Danu yang ada disana juga hanya bisa melihat tanpa membantu. Dia ada disana karena saat ini tengah melihat dan belajar bagaimana melakukan tindakan operasi besar seperti saat ini. Dia terus saja memuji ketenangan Fabian dalam bekerja meski resikonya sangat tinggi.
Fabian menghembuskan nafas lelah saat berhasil mengembalikan fungsi saraf otak milik pasien. "Lanjutkan!" Ucap Fabian pada dokter yang bertugas menutup dan menjahit kembali bekas operasi.
"Terima kasih atas kerjasamanya." Ucap Fabian pada dokter anestesi dan dokter lainnya juga perawat yang ada di sana.
"Terima kasih kembali Dokter Bian." Balas mereka.
Fabian diikuti Vira juga Danu segera keluar dari ruang operasi dan membersihkan diri di wastafel. "Aku temui keluarga pasien dulu." Ucap Fabian yang sudah selesai melepas atribut ruang operasi dan membersihkan diri.
"Bagaimana dengan Papa saya?" Tanya keluarga pasien saat melihat Fabian keluar dari ruang operasi.

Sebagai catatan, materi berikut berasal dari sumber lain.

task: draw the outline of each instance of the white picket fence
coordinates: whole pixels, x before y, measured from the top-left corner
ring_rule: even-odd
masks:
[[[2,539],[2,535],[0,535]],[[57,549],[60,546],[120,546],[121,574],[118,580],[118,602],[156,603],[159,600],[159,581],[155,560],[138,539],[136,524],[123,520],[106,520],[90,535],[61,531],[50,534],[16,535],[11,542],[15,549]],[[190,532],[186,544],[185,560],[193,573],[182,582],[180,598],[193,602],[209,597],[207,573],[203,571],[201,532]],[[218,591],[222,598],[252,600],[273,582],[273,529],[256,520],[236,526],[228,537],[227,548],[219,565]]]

Fabian tersenyum sebelum menjawab. "Pasien masih belum sadar, masih dalam pengaruh obat bius. Untuk operasinya sudah selesai dan tinggal nunggu hasilnya."
"Kenapa harus nunggu hasilnya? Apa operasinya tidak berjalan lancar?" Keluarga pasien nampaknya tidak terima karena harus menunggu hasil operasi dan berpikir operasinya gagal.
"Operasi berjalan lancar dan tidak ada kendala. Tapi untuk hasilnya kita nunggu pasien sadar terlebih dahulu. Kami akan cek lagi kondisinya setelah pasien sadar." Jelas Fabian. Sejujurnya dia sendiri juga belum tenang karena tanda berhasil tidaknya operasi adalah setelah pasien sadar.
Andre yang memang sedari tadi juga ada disitu meminta Fabian untuk segera pergi. Dia tahu Fabian pasti lelah karena harus bekerja sendirian mengingat Danu belum bisa membantu dengan maksimal. Sedangkan Vira hanya seorang dokter bedah. Ada Gerry yang juga dokter bedah saraf, tapi dia ada jadwal operasi di jam yang sama membuat Fabian harus berkerja sendiri.
Fabian mengangguk permisi pada Andre dan keluarga pasien. Dia segera kembali ke ruangannya untuk mempelajari kembali hasil operasinya hari ini.
"Bagaimana? Sukses?" Tanya Gerry yang ternyata juga sudah selesai menjalani operasi. Fabian tersenyum dan mengangguk pelan.
"Jangan senang dulu. Operasi dianggap berhasil setelah pasien sadar dari komanya." Ucap Raka yang terdengar begitu sinis ditelinga.